4️⃣ Liver converts FFAs → ketone bodies

  • Acetoacetate
  • β-hydroxybutyrate
    → Leads to metabolic acidosis

5️⃣ Ketones, glucose, and osmotic load → polyuriasevere dehydration

📉 The End Result

  • Hyperglycemia → osmotic diuresis → hypovolemia
  • Ketonemia → acidosis → ↓ cardiac output, shock
  • Total body K⁺ depletion, though serum K⁺ may appear high
  • Renal dysfunction worsens acid-base and electrolyte disturbance

🧠 Why This Kills:

System Consequence
Brain Acidosis, cerebral edema
Heart Hypokalemia → arrhythmia
Kidneys Worsening acidosis, ↓ K⁺ clearance
Vessels Shock → hypoperfusion, lactic acidosis

📊 Visual Cascade (simplified)

INSULIN ↓↓↓
       ↓
Counter-hormones ↑↑↑
       ↓
Gluconeogenesis → ↑ Glucose → Osmotic Diuresis → Dehydration
Lipolysis → FFA → Ketones → Acidosis → Hyperventilation, ↓ pH

🔍 Clinical Correlation:

In ICU patients, DKA is a systemic failure — not just a glucose problem.
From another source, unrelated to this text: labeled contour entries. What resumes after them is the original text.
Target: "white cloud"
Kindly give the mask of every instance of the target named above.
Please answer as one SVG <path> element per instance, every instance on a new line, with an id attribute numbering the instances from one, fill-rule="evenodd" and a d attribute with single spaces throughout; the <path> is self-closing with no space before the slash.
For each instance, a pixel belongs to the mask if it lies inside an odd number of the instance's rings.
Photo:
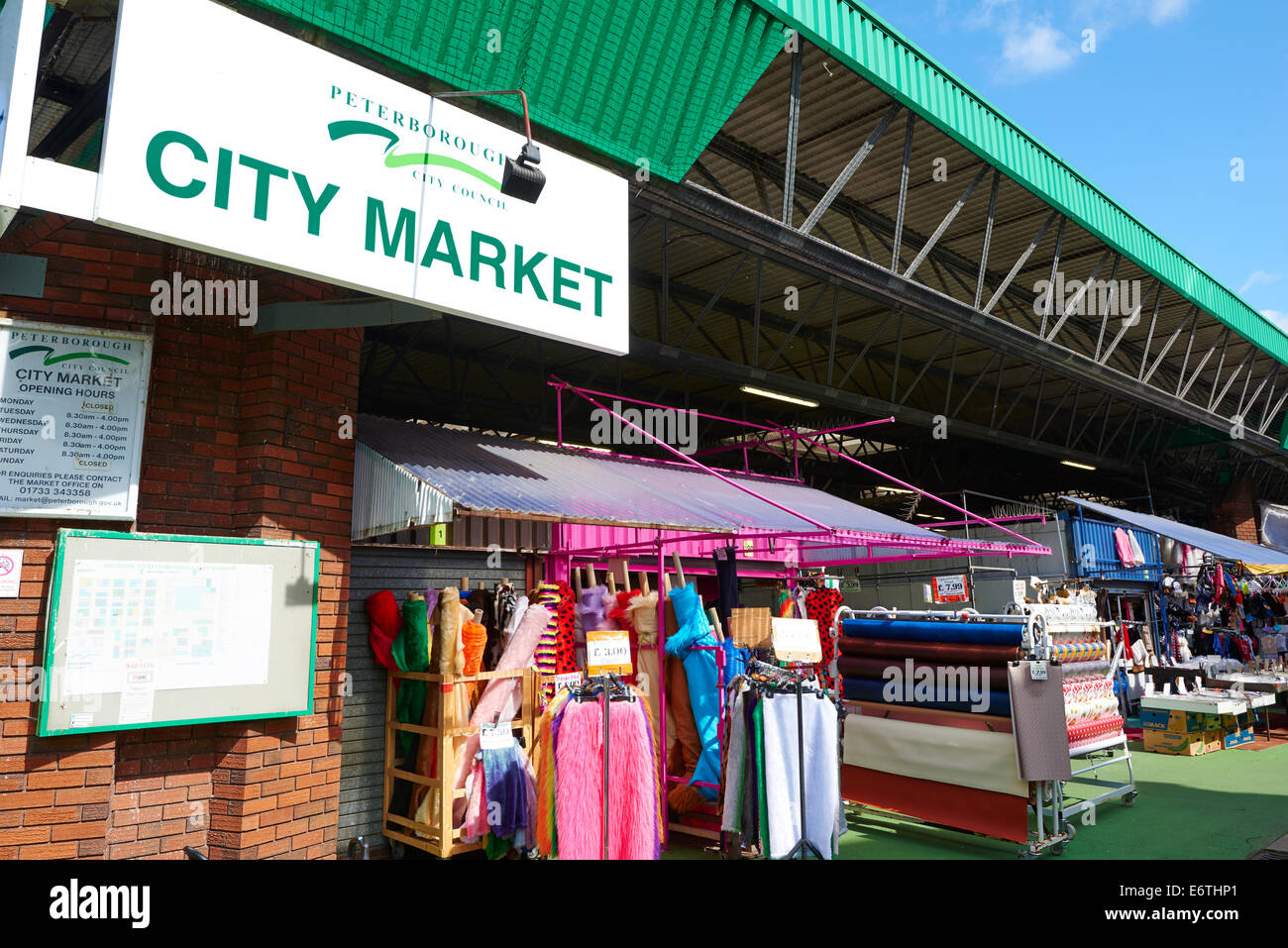
<path id="1" fill-rule="evenodd" d="M 1252 273 L 1248 274 L 1248 278 L 1243 281 L 1243 286 L 1239 287 L 1239 295 L 1242 296 L 1255 286 L 1269 286 L 1270 283 L 1278 282 L 1282 276 L 1282 273 L 1252 270 Z"/>
<path id="2" fill-rule="evenodd" d="M 1074 44 L 1050 23 L 1033 22 L 1007 30 L 1002 63 L 1007 72 L 1043 76 L 1073 63 Z"/>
3️⃣ Diagnostic Criteria & Severity Grading

“The numbers tell the story — if you know how to read them.”

Diagnostic Triad of DKA (ADA Criteria)

To formally diagnose DKA, three elements must be present:

Parameter Typical DKA Findings
Glucose >250 mg/dL (>13.9 mmol/L)
Arterial pH <7.3
HCO₃ <18 mmol/L
Ketones Serum ketones or urine acetone +
Anion gap (AG) >12 (due to unmeasured anions)

⚠️ Euglycemic DKA

Seen in:

  • Pregnancy
  • SGLT2 inhibitor use
  • Prolonged starvation or alcohol use

🧠 Diagnosis depends on:

  • Positive ketones
  • High AG acidosis
  • Normal or mildly elevated glucose

📊 DKA Severity Grading (ADA Classification)
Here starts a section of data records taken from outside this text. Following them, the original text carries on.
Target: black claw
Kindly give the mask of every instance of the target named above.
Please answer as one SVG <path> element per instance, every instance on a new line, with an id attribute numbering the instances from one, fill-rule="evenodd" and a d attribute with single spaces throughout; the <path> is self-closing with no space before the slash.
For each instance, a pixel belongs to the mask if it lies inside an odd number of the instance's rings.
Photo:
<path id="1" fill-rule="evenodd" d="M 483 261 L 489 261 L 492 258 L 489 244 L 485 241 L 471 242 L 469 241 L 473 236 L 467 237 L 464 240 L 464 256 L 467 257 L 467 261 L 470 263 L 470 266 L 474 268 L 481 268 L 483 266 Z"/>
Severity pH HCO₃ (mmol/L) AG Mental Status
Mild 7.25–7.30 15–18 >10 Alert
Moderate 7.00–7.24 10–15 >12 Drowsy / fatigued
Severe <7.00 <10 >12 Stupor / coma

🔍 DKA vs HHS vs Starvation Ketosis

Feature DKA HHS Starvation Ketosis
Glucose >250 mg/dL >600 mg/dL Normal or mildly low
Ketones High Absent or mild Mild
pH <7.3 >7.3 Normal or mildly ↓
HCO₃ <18 >18 Normal
Osmolality Mild ↑ Marked ↑ >320 mOsm/kg Normal
AG Elevated Usually normal Normal or mildly ↑
Onset Hours Days Days–weeks
Neuro status Fatigue → coma Coma common Alert

🧠 Clinical Tip:

“Never judge DKA by glucose alone — judge it by ketones, pH, and AG.”

4️⃣ Initial Assessment & Immediate Priorities

“Don’t treat the sugar — treat the patient.”
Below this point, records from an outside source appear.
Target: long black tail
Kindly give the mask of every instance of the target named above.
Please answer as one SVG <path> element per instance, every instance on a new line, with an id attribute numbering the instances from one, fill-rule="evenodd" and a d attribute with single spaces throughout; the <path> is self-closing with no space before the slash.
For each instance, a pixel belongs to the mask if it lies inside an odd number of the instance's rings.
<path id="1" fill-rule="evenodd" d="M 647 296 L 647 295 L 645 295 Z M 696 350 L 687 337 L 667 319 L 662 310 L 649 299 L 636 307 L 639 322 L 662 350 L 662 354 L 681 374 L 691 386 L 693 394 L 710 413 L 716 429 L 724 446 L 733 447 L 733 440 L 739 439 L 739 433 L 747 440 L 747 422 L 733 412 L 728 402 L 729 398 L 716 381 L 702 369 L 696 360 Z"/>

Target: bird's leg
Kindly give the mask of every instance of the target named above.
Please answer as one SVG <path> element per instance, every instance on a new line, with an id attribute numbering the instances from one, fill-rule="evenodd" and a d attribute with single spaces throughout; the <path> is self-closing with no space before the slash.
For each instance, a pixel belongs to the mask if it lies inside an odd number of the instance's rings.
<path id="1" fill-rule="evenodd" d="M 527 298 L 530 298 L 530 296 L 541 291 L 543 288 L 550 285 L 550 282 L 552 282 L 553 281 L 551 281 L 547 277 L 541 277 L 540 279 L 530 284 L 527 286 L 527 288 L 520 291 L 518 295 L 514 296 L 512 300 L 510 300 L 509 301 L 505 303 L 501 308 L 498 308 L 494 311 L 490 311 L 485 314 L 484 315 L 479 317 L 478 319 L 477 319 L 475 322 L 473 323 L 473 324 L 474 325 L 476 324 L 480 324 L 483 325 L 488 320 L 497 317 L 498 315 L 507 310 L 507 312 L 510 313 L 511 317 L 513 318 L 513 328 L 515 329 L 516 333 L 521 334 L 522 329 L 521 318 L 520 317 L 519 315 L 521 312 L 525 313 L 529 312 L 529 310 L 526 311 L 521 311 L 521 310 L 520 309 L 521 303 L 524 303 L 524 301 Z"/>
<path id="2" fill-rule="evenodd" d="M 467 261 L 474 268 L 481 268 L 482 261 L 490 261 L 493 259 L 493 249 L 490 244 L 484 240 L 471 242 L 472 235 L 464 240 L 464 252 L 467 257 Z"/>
🚨 First Things First: ABCs + Mental Status

Upon suspecting DKA, do not wait for labs before taking action.

🔹 Immediate bedside priorities:

  • Airway: If comatose or GCS <8, prepare for intubation
  • Breathing: Check for Kussmaul respirations (deep, rapid breathing)
  • Circulation: Look for signs of shock (cold extremities, low BP, thready pulse)
  • Mental Status: Assess GCS — if ≤8 → ICU + airway protection

🧠 Kussmaul breathing is the body’s attempt to blow off acid — never sedate or suppress it without managing the acidosis.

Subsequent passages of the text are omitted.